Entre a Agenda Nacional para a IA e o Regulamento Europeu (AI Act), o que as instituições públicas têm de garantir.

Há dois anos, um pedido de licenciamento tratado por um assistente virtual municipal era, acima de tudo, uma comodidade. Hoje, esse mesmo sistema pode ter de provar, com documentação técnica e supervisão humana registada, que a decisão que tomou é justa, rastreável e explicável.
Isto é o que separa a Administração Pública de 2024, quando o Regulamento Europeu de Inteligência Artificial entrou em vigor, da Administração Pública de 2026, quando a maior parte das suas obrigações passa finalmente a aplicar-se.
Desde o dia 2 de agosto de 2026 entraram em vigor as regras para os sistemas de IA de alto risco, incluindo dois domínios que tocam diretamente os municípios e demais entidades públicas: o acesso a serviços essenciais e os processos ligados à administração da justiça e aos processos democráticos.
Este é o momento em que a forma como uma instituição pública usa inteligência artificial deixa de ser uma escolha de eficiência e passa a ser uma responsabilidade regulada.
Duas velocidades, uma só instituição
O que torna este momento particularmente interessante para o setor público é a coincidência de dois movimentos em sentidos aparentemente opostos.

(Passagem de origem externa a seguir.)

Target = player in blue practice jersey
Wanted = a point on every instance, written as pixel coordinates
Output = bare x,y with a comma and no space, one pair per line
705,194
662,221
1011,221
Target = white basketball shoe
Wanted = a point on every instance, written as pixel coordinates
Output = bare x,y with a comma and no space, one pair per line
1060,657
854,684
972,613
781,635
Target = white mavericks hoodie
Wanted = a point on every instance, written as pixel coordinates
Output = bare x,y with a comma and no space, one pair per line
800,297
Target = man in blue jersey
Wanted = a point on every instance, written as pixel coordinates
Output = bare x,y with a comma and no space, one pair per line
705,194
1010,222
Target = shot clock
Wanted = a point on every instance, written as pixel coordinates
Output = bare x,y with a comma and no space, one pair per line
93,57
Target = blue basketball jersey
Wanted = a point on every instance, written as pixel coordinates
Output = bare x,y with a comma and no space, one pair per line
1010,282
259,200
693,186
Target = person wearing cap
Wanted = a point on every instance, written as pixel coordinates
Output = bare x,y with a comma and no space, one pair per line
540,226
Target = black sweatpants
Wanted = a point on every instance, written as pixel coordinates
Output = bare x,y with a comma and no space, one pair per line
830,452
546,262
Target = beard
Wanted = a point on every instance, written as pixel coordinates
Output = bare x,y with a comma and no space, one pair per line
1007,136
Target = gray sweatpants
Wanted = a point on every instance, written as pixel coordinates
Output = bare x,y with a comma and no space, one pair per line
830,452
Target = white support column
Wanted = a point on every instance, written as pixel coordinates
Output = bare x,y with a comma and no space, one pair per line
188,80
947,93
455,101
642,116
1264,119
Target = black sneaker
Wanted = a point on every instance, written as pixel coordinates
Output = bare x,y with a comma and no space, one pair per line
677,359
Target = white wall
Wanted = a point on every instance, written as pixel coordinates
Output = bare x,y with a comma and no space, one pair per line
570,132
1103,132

Por um lado, a Agenda Nacional para a Inteligência Artificial 2026-2030, aprovada no início do ano, pede à Administração Pública que seja pioneira na adoção de IA, motor de modernização do Estado e de melhoria de serviços aos cidadãos. Por outro, o Regulamento Europeu de IA (AI Act) pede rigor, documentação e supervisão sempre que essa adoção toca áreas sensíveis para os direitos das pessoas.

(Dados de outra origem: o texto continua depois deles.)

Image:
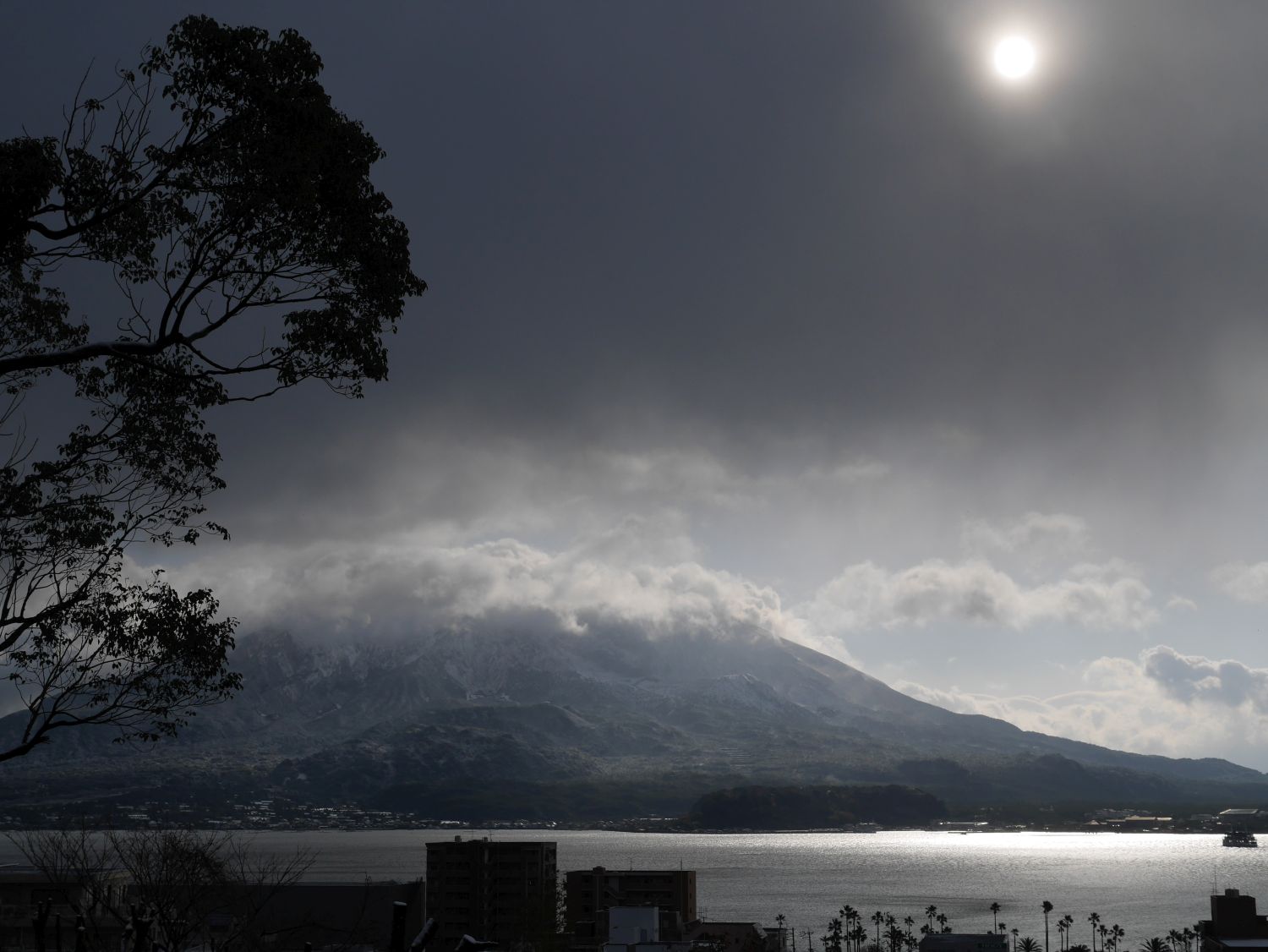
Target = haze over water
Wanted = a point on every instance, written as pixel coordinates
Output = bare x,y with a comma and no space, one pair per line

Não são objetivos contraditórios, mas exigem uma orquestração cuidadosa. Adotar IA sem governação é hoje um risco de conformidade. Adiar a adoção por receio da regulação é um risco de competitividade e de qualidade de serviço. O equilíbrio entre estas duas forças vai definir, nos próximos anos, quem consegue transformar tecnologia em confiança pública e quem se limita a acumular ferramentas digitais soltas.
O que muda na realidade
Para uma instituição pública que utiliza, ou está a considerar utilizar, sistemas de inteligência artificial em áreas como atendimento ao cidadão, a gestão de processos administrativos ou o apoio à decisão, o AI Act traduz-se em três exigências práticas:
- Primeiro, saber sempre justificar. Qualquer decisão relevante apoiada por IA tem de poder ser explicada e defendida, não apenas perante o cidadão, mas perante entidades reguladoras.

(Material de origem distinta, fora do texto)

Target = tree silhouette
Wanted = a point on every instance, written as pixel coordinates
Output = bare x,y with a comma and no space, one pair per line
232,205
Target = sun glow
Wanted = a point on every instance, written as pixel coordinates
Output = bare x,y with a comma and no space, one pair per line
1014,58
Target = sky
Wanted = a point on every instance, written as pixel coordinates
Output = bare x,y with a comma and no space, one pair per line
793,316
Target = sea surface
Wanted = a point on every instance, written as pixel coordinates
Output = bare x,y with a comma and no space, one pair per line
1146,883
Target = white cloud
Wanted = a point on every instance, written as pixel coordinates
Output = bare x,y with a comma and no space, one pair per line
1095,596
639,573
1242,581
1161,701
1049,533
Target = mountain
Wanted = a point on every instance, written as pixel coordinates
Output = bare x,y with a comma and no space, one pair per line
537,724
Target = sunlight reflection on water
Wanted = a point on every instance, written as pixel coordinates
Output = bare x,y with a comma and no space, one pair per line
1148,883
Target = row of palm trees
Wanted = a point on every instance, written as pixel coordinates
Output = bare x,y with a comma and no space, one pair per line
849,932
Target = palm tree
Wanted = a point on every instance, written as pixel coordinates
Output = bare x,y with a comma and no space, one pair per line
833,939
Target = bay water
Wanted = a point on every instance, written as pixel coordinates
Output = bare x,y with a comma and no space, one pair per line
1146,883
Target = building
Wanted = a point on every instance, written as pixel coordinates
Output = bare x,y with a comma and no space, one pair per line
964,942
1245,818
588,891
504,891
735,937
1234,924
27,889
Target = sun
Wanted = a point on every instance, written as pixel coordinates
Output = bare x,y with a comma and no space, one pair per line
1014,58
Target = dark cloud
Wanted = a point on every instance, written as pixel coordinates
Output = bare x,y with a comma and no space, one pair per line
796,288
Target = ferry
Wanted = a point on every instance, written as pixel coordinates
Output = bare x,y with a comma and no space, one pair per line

- Segundo, manter uma pessoa no centro. A supervisão humana deixa de ser uma boa prática e passa a ser um requisito, sobretudo em sistemas que possam afetar o acesso das pessoas a serviços essenciais.
- Terceiro, documentar o percurso. Da conceção à utilização, cada sistema de IA de alto risco precisa de um rasto documental que comprove como foi construído, testado e mantido.
Nenhuma destas exigências é, no fundo, contrária à missão de uma instituição pública. São, na prática, a formalização de princípios que o Estado já devia seguir: transparência, responsabilidade e proteção do cidadão. O que muda é que deixam de ser aspiração e passam a ser obrigação verificável.
Preparação é a chave do processo
Talvez a pergunta mais útil não seja "estamos preparados", mas "por onde começamos".
Nenhuma instituição, pública ou privada, chega a este momento com tudo resolvido. A preparação para o AI Act não se mede num único momento de conformidade, mas na capacidade de construir, de forma continuada, governação, literacia interna e parcerias tecnológicas que compreendam tanto a exigência regulatória como a realidade do território.
O AI Act não é um obstáculo à modernização do Estado, mas sim um mapa que define como essa modernização se faz sem comprometer a confiança que sustenta a relação entre instituições e cidadãos.